According to Imelda, her husband didn't steal the treasure from Roxas, but randomly stumbled on it while leading an anti-Japanese guerilla unit at the end of World War II. This seems suspicious, given that Ferdinand Marcos's whole claim to have been a daring guerilla leader has been described as "absurd" and "fraudulent" by the US military, which found that "no such unit ever existed." The Marcos clan maintains that Ferdinand was a dashing war hero, but that all the records of his many awards were sadly destroyed in a fire. A very thorough fire, given that several of the awards were supposedly from the US, located an entire ocean away.

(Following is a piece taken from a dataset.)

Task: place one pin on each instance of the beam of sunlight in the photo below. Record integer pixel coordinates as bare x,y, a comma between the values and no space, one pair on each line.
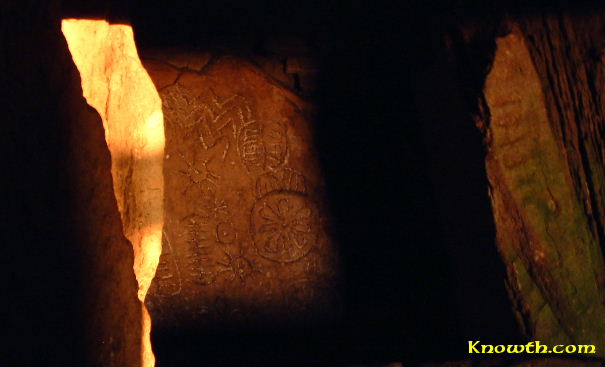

Still, some disgraceful, hard-hearted cynics suggest that a more likely source for Ferdinand Marcos's gold stockpile was the Philippine national bank. These quasi-human goat-monsters argue that the Yamashita gold became a handy story for the Marcos family to explain why they wanted large amounts of gold melted down and taken out of the country. In exile, the story became even more useful, since the Philippine government would have an obvious claim on gold stolen from the government treasury, but a much trickier one on imported South-East Asian gold Ferdinand happened to trip over in a tunnel in 1946. We here at Cracked.com would like to be clear that we do NOT support the views of these nauseating, hate-filled trolls, and that the absence of source links in this paragraph is simply an unfortunate oversight.
Even as the lawsuits unfolded, the hunt for Yamashita's gold continued. As the treasure's fame grew, it was increasingly exploited by scammers, sometimes with insane results. Back in the early 2000s, Filipino crooks tricked a Northern Irish dentist named Colin Howell into investing $500,000 in a search for the gold. They hit him up repeatedly for more cash, claiming to have been stymied by an elaborate network of booby traps, including poison gas and bombs wired directly to the gold. Howell only realized he had been scammed after making a disastrous trip to the Philippines to inspect the "digging works." This caused him to suffer a crisis of confidence, and he eventually confessed that he had only earned such a large fortune by murdering his wife and collecting her life insurance. He also turned out to have murdered his girlfriend's husband and committed a series of sex crimes with his sedated patients. He's currently serving a life sentence in Belfast.
Slightly more creative was the work of Michael Slamaj, a former Yugoslavian spy who teamed up with Scotland Yard's former top fingerprint expert to forge $2.5 trillion in US government bonds. That's $2.5 trillion, just in case your mind refused to process such madness the first time around. Obviously, they needed to explain this sudden wealth, as most local credit unions will ask a few questions if you stroll in off the street and try to deposit Russia's GDP. So the pair decided to glom onto the Philippines treasure legend, with Slamaj claiming to have discovered the bonds hidden in the jungle (unusually, he claimed they were in a crashed US plane rather than a Japanese tunnel). Fortunately, their plot was easily foiled, since the bonds included a bunch of typos ("dollar" instead of "dollars") and had clearly been printed on an inkjet printer.
Since 1996, the $22 billion Golden Budha judgment has been appealed, increased, reduced, overturned, reinstated...just pick a legal concept, it's probably happened. There are still ongoing lawsuits between the parties today, with potential judgments in the millions rather than billions. But, let's all take a moment to recognize the brave man who walked into a US court and said, "Yeah, I found secret underground treasure and here's NASA's least favorite psychic to back me up," and was so convincing the jury jumped to their feet and awarded him all the money on Earth. Say what you will about Roxas, they could steal his big gold statue, but never his big brass balls.